To characterize the glyphosate susceptibility in Chloris species, it is important to consider the innate tolerance to this herbicide that has been observed in some species of the genus. Depending on the species studied, the LD₅₀ (% survival plant) values can vary between 515 and 703 g ae ha⁻¹ (Ngo et al., 2017a,b). These values are lower than those we have found for C. barbata and C. ciliata, including the populations never exposed to this herbicide, demonstrating an innate tolerance to glyphosate in these two species. Similar results were described for Chloris polydactyla from Brazil, where even some accessions with no history of applications presented lower susceptibility to glyphosate than those accessions with a history of glyphosate applications (Barroso et al., 2014). Innate tolerance has been well studied in grass weeds (Fernández-Moreno et al., 2016), and leguminous species (Cruz-Hipolito et al., 2009, 2011; Rojano-Delgado et al., 2012; Alcántara-de la Cruz et al., 2016a; Mao et al., 2016). The mechanism proposed is a lack of ¹⁴C-glyphosate absorption and/or translocation in tolerant plants compared to susceptible ones.

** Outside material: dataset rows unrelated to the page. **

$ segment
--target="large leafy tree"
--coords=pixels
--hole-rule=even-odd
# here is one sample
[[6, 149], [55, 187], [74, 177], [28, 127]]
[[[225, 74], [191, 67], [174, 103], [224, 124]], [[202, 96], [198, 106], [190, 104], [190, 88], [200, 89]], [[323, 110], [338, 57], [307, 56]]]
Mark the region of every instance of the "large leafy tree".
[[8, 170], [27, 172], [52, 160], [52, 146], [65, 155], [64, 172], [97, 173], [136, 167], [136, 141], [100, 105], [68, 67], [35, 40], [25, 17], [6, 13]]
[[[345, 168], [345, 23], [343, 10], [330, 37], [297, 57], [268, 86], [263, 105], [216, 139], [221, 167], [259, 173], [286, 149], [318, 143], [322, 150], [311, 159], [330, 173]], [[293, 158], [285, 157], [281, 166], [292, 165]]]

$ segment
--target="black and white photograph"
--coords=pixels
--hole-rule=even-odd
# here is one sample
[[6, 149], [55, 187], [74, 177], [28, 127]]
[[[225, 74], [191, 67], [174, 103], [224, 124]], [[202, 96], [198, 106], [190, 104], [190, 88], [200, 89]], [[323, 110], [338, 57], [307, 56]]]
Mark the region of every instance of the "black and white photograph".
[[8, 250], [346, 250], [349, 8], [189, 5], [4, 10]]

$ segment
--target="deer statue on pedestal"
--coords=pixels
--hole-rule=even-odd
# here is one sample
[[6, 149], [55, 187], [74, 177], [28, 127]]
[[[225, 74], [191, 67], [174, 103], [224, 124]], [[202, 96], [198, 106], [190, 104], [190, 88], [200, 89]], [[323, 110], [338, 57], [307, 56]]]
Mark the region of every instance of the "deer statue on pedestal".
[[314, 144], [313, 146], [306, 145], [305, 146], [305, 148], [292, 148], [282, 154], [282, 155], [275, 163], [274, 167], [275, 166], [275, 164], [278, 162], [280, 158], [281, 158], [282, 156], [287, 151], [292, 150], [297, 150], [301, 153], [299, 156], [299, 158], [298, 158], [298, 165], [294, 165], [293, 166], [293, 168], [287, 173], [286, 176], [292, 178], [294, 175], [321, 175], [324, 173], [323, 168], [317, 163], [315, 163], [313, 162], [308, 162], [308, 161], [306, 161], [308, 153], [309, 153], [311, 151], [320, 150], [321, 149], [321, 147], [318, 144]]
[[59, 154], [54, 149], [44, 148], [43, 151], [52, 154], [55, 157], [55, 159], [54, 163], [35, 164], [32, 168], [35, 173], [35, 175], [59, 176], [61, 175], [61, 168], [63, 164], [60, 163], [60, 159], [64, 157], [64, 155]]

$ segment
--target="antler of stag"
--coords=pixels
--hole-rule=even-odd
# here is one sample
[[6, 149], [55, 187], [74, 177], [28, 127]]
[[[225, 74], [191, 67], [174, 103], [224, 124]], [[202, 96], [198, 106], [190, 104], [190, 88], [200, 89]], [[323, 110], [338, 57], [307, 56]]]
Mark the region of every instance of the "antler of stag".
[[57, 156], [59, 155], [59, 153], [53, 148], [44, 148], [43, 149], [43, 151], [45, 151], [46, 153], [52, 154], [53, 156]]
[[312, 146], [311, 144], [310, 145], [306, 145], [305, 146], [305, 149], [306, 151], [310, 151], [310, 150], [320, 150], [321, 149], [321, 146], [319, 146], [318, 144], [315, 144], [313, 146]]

C. elata has a different profile than C. barbata and C. ciliata, and its GR₅₀ and LD₅₀ values demonstrate a clear quantitative difference between those plants harvested from T fields compared to those plants from NT fields. The lower shikimic accumulation by the T C. elata population (4.9 times) compared to the NT population showed the greatest resistance level of this species, similar to other Chloris species, such as C. elata (5.4) from Brazil (Brunharo et al., 2016) and C. virgata (2.0–9.7) and Chloris truncata (2.4–8.7) from Australia (Ngo et al., 2017a,b). When glyphosate is applied via foliar application, the EPSPS enzyme is inhibited, and there is a rapid accumulation of shikimate (Shaner et al., 2005). The amount of glyphosate in the NT population of C. elata determined the inhibition of EPSPS and rapid shikimate accumulation demonstrating the high susceptibility (S) of this population. Therefore, the T population of C. elata was characterized as resistant (R) to glyphosate, and the populations T and NT of C. barbata and C. ciliata are tolerant to this herbicide. These results are reflected in those obtained in dose response assays. For this reason, we continued to study the glyphosate resistance mechanisms only in the case of C. elata.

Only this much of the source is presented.